Reputation: 37

Choose top n variables in R when matching values

I have a large timeseries dataset, and would like to choose the top 10 observations from each date based one the values in one of my columns.

I am able to do this using group_by(Date) %>% top_n(10)

However, if the values for the 10th and 11th observation are equal, then they are both picked, so that I get 11 observations instead of 10.

Do anyone know what i can do to make sure that only 10 observations are chosen?

Upvotes: 0

Answers (3)

Reputation: 887241

We can use base R

df1 <- df[with(df, order(Date, -value)),]
df1[with(df1, ave(seq_along(Date), Date, FUN = function(x) x %in% 1:10)),]

Upvotes: 0

Reputation: 6226

With data.table you can do

library(data.table)
setDT(df)
df[order(Date, desc(value))][, .SD[1:10], by = Date]

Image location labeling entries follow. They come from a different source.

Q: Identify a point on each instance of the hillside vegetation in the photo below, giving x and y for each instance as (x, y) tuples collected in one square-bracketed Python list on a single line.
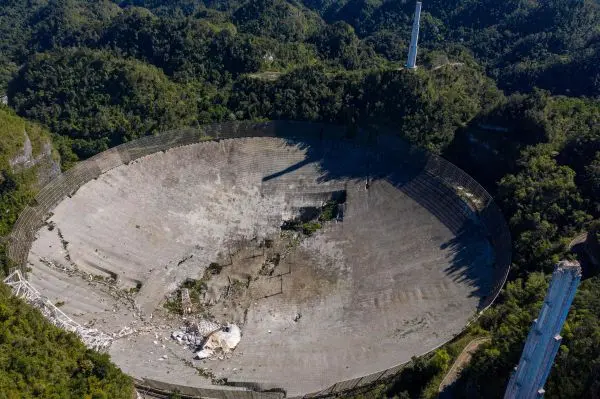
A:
[(509, 91)]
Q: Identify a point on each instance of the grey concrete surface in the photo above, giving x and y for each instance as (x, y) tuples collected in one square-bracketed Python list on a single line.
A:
[(401, 274)]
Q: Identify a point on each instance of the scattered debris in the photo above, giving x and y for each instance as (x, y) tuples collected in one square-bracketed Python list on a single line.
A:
[(186, 302), (208, 338)]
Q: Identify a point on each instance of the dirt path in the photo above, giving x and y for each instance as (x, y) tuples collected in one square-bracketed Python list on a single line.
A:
[(461, 361)]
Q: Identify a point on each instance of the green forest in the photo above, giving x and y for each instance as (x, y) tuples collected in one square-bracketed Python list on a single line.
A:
[(507, 90)]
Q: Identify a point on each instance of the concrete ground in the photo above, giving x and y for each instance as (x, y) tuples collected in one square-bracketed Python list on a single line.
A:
[(390, 281)]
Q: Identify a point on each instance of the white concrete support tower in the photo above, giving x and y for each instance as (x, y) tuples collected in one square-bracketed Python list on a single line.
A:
[(412, 51), (543, 341)]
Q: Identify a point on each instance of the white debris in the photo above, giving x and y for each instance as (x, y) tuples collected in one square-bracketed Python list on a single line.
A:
[(220, 341)]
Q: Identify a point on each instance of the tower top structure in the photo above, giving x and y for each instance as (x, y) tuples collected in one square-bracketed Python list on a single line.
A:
[(411, 63)]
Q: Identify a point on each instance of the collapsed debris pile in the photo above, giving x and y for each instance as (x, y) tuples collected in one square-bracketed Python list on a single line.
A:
[(209, 339)]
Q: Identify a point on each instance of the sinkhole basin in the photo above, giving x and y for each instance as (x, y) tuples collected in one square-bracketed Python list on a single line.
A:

Change value to match the variable name used to choose which observation should be kept in case of ties. You can also do:

df[order(Date, desc(value))][, head(.SD,10), by = Date]

Upvotes: 0

Reputation: 389055

You can arrange the data and select first 10 rows in each group.

library(dplyr)
df %>% arrange(Date, desc(col_name)) %>% group_by(Date) %>% slice(1:10)

Similarly, with filter

df %>% 
 arrange(Date, desc(col_name)) %>% 
 group_by(Date) %>% 
 filter(row_number() <= 10)

Upvotes: 1